Владимир Николаевич так и сделал. Он поехал ко всем членам ухабинского общества, составлявшим тамошний высший круг. В Ухабинске, как и в Петербурге, как и во всех городах наших, было несколько кружков, и каждый кружок старался подражать другому, стоявшему выше его на ступенях общественной иерархии. Только один высший копировал Петербург. Выжлятников, никого не оставлявший в покое и вращавшийся во всех кружках без изъятия, в каждом кружке ругая все остальные, выражался про ухабинскую аристократию, что эта аристократия только до Трущобина (пограничный уездный город Ухабинской губернии), а чуть две версты от Трущобина отъехал, уж и не различишь, что аристократ, что холоп. Прежде всего Владимир Николаевич объездил генералов, потом дам, с которыми танцовал, а потом уж и остальных. Генералы, из которых иные едва волочили ноги от старости, приняли его очень радушно, толковали все боле о службе и о карьере и оказались все крайне недовольны разными нововведениями, проникнувшими, к их крайнему огорчению, даже и в такой отдаленный город, как Ухабинск, откуда действительно, говоря словами Гоголя, хоть три года скачи, ни до какого государства не доскачешь {27}. Дамы показались Владимиру Николаевичу так же милы, как и на бале, хотя у некоторых лица были бледнее и под глазами от утомления образовались синеватые круги. Они еще не успели отдохнуть от бала.

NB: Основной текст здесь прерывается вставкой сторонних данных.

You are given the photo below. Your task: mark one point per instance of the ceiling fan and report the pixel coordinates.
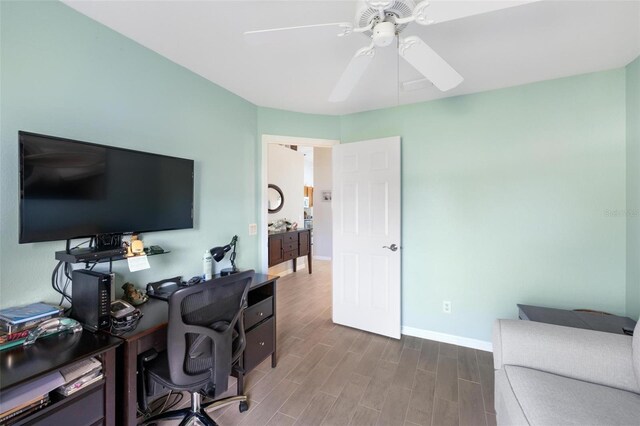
(382, 21)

У Карачеевой он застал перетянутого полковника. Они сидели рядом на маленьком диванчике. Она работала; он, живописно облокотясь на спинку дивана и запустив все пять коротких и красных пальцев своих в волоса, о чем-то ей рассказывал, по-видимому с большим чувством, потому что на лице madame Карачеевой, несмотря на обилие пудры, пробивался румянец. Полковник был маленький, коренастый, плотный человечек, с крупными, аляповатыми чертами лица, с красными огромными руками. Он считался в Ухабинске образцом светскости, потому что недурно говорил по-французски и с шиком, по выражению тамошней молодежи, полькировал. Он служил очень счастливо, потому что был еще молод, толковал обо всем с чувством собственного достоинства, хотя большею частью общими местами. Ума у полковника было именно настолько, насколько нужно, чтобы разыгрывать в каком-нибудь Ухабинске роль аристократа. Чтение серьезных книг не было его слабостью, он был того убеждения, что много читать — ум за разум зайдет. Вообще, после нескольких минут разговора с полковником как-то невольно приходили вам на ум эти меткие строки поэта:
То был гвардейский офицер {28},
Воитель черноокий,
Блистал он светскостью манер
И лоб имел высокий.
Был очень тонкого ума,
Воспитан превосходно,
Читал Фудраса и Дюма
И мыслил благородно.
Ко всему сказанному можно добавить еще, что, несмотря на молодые еще лета, он, подобно генералам, едва таскавшим ноги, строго порицал дух времени и отдавал преимущество той давно минувшей поре, когда подчиненный не смел рассуждать, а должен был знать только три слова: никак нет-с, точно так-с, слушаю-с.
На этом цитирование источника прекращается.